裸足で石を叩くような音が家無の方に、凄いスピードで向かっていって。
「ぎゃァアああああァァッ!!」
つんざくような、喉の奥から振り絞ったような家無の絶叫がして。
塚に背を預けていた俺は。
その場から、這うようにして、逃げた。
〇 ● 〇
「佐々木! 起きろ佐々木!」
ウス先の声が耳元でして、俺は跳ね飛ぶように起きた。
勢いのままに椅子から立ちあがって、椅子の倒れる派手な音が響く。
はっ、はっ、と息が乱れる。心臓が滅茶苦茶に揺さぶられて、吐き気がした。肩で大きく息をしながら、ここは、と見渡す。自分の教室だった。正面の時計は二時を指している。
呆れた顔のウス先が、腕を組んでため息をついた。
「どうしたんだ佐々木、居眠りなんかして」
「す、すみません……」
くすくすと忍び笑う声が、波のように教室に広まっていく。カッと自分の頬が熱くなるのが分かった。
しまった。ここ最近ロクに寝てないから、ついウトウトしてしまった。
いや、これはウス先が悪い。ボソボソした細い声で教科書の内容を話すだけの授業なんて、眠くなって当然だ。そう、ウス先が悪い。

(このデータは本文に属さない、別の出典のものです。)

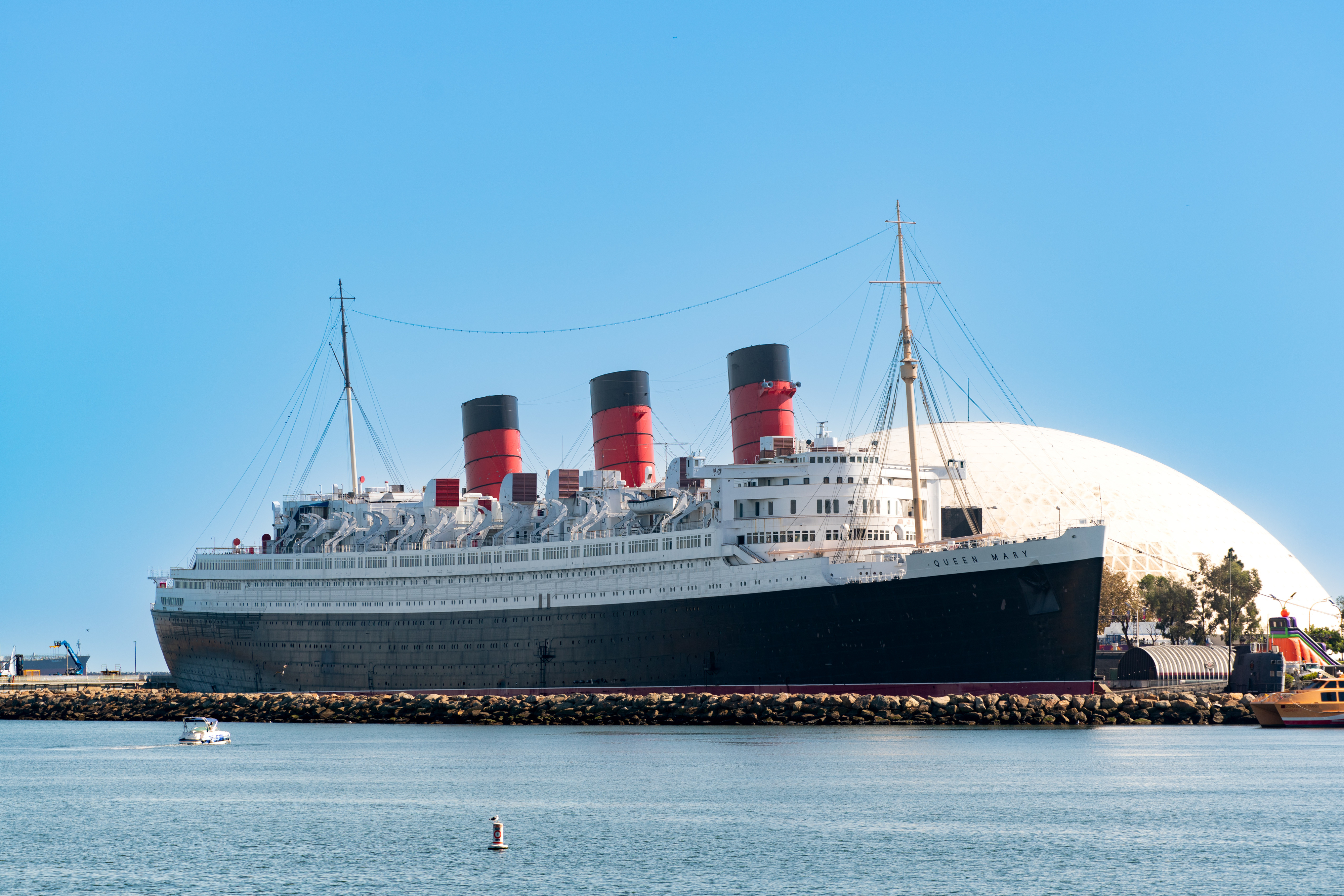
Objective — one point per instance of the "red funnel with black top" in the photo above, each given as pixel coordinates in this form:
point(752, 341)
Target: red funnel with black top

しかしここで謝らないと、反抗的な生徒と思われてしまう。内申点に響くのは避けたい。もう一度「すみません」と謝って席に着くと、ウス先がため息交じりの声を出した。
「まぁ、家無が行方不明になって、心配になるのも分かるが――」
「え」
顔を勢いよく上げて、ウス先を見る。
今、なんて言った?
家無が、行方不明?
何を言ってるんだ。家無は普通に学校に来たじゃないか。昼休みだって、俺に話しかけてきたじゃないか。
「ウス先、何言ってんすか。家無はだって、今日も俺と一緒に学校に来たんですよ?」
ウス先は、きょとんと目を丸くして俺を見た。
「何を言ってるんだ? 家無は七日前の夜に、家を出たきり行方不明じゃないか。――佐々木、どうした、顔色が悪いぞ。保健室に行った方が良いんじゃないか?」
七日前。
――もーいいかぁーい。
耳の奥で木霊する、声。
「おい、佐々木!?」
俺は立ち上がって、ウス先の静止を聞かずに教室を飛び出した。
授業中だからどこも静かで、廊下も階段にも人がいない。三年生の教室は一階で、一年生の教室は三階だ。階段を駆け上がる。バタバタと荒い足音が木霊して響いた。
嘘だ、行方不明になったなんて。
だって俺は、昨日も今日も、あいつと学校に来たんだ。くだらないお喋りをしながら。昼休みだって、普通に教室にいたじゃないか。
それに、そう、B組のあいつ。刀鏡院とうきょういん雪峯ゆきみね。あいつも家無と話をしていた。名前を呼んで、会話をしていた。
だからきっとあれは、ウス先の嘘だ。寝こけてた俺を脅すために言った、タチの悪い冗談だ。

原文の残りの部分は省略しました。